Preserving integrity
These simple steps really can help you to identify superb multi-skilled, graduate practitioners, but beware of their other great asset: their capacity for critical, independent thought. Recent graduates may understand the pressures that have persuaded so many companies to blur the boundaries between editorial and advertising. Some may even be willing to acknowledge that the church / state barrier which ensured publishing’s integrity for so long can be adapted to suit modern needs. They have grown up with wrap-around covers on national newspapers; product placement in television drama; advertising that knows their location and sponsored tweets. They appreciate great advertising and they know the most creative campaign does not necessarily promote the best product. Our media saturated world has made the brightest among them sceptical to the verge of acute cynicism.
My best students understand that trust is too precious to squander and that advertisers’ desire to be integrated seamlessly into editorial is one wise publishers must resist. It is, after all, a desire which, if satisfied, must inevitably destroy any advantage it might confer. The logic is inescapable. Advertisers crave approval in editorial content because editorial content is independent. They understand that editorial independence confers credibility and that credibility inspires confidence. So, they should also recognise that the moment it loses this quality it will cease to be credible. Native advertising will eat itself.

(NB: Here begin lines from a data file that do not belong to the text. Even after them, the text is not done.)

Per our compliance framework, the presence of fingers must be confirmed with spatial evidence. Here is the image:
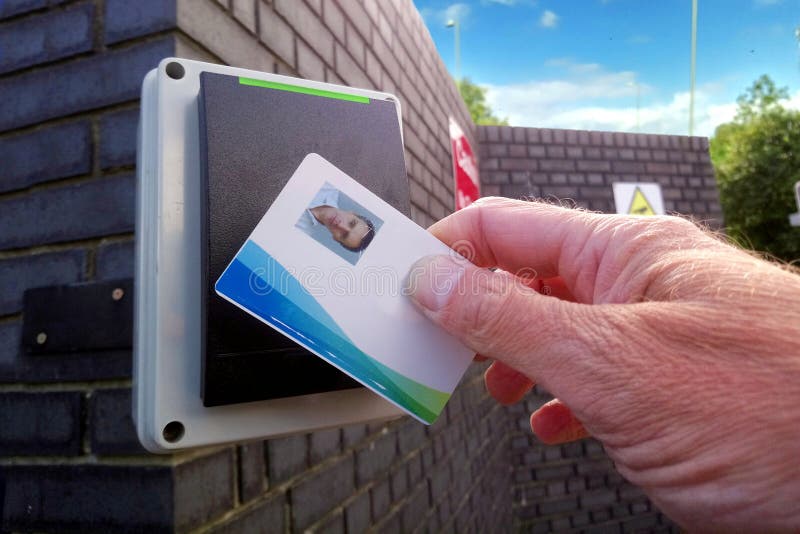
[531,399,589,445]
[407,256,603,393]
[483,362,533,405]
[429,198,608,302]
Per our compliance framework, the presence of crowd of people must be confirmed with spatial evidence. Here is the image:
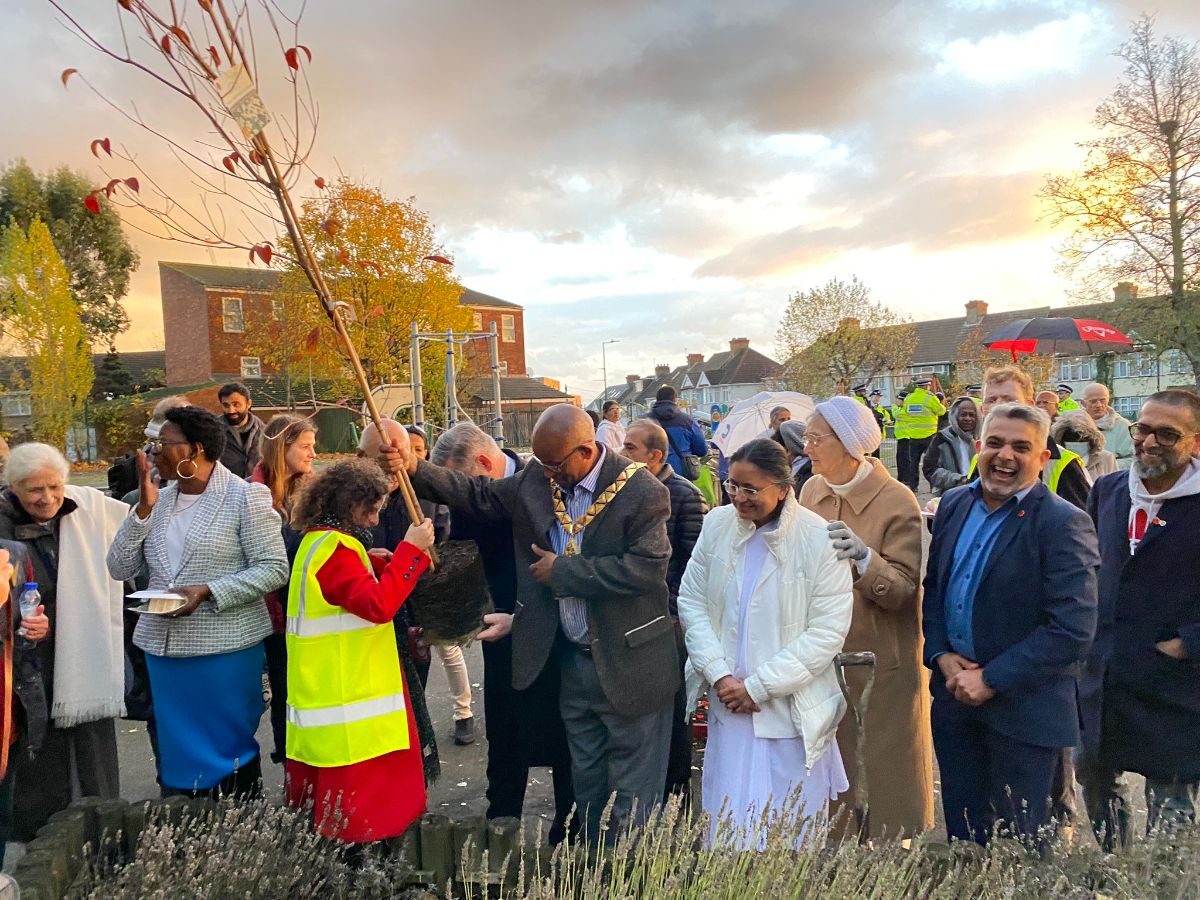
[0,366,1200,864]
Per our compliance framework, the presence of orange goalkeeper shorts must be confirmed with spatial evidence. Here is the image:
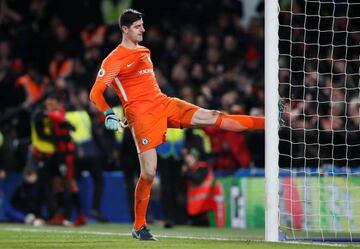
[128,97,199,153]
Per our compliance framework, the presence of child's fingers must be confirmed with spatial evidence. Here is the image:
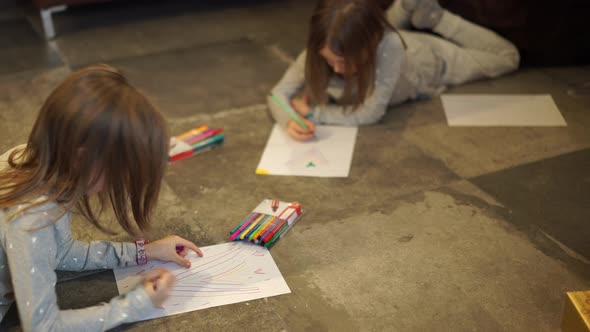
[303,119,315,133]
[158,270,176,288]
[143,268,168,281]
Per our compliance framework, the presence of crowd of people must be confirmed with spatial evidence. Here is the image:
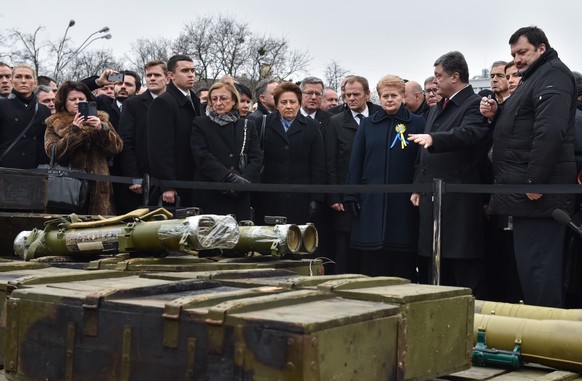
[0,27,582,307]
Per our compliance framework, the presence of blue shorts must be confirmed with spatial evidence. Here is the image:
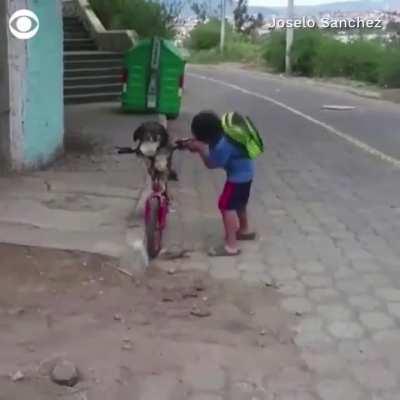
[218,181,252,211]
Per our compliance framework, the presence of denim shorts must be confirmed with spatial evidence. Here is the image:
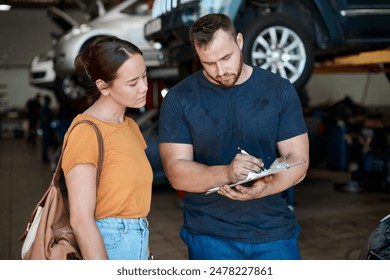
[180,227,301,260]
[96,218,149,260]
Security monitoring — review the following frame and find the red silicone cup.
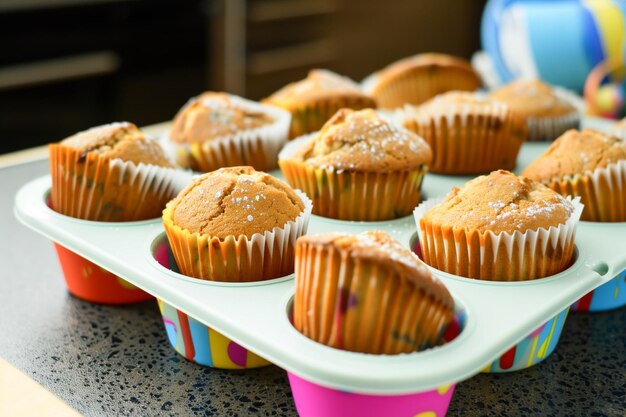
[54,243,153,304]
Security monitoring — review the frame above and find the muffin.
[163,167,311,282]
[522,129,626,222]
[263,69,376,139]
[49,122,189,222]
[167,92,290,172]
[293,231,454,354]
[278,109,432,221]
[363,53,481,109]
[397,91,526,175]
[415,170,582,281]
[489,80,580,141]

No matter how quickly, profitably and attractively we can distribute text, images and data in the multimedia era, we must not abandon the principles on which the right to publish freely was secured. Commercial strategies that ignore these principles in pursuit of temporary advantage are fatally flawed. They will be beaten by net natives who understand that, while digital revenues don’t yet match those that flowed in the analogue era, they are rising and they can sustain digital start-ups unburdened by legacy costs. The best graduates can launch their own publishing enterprises if those competing for their services abandon standards.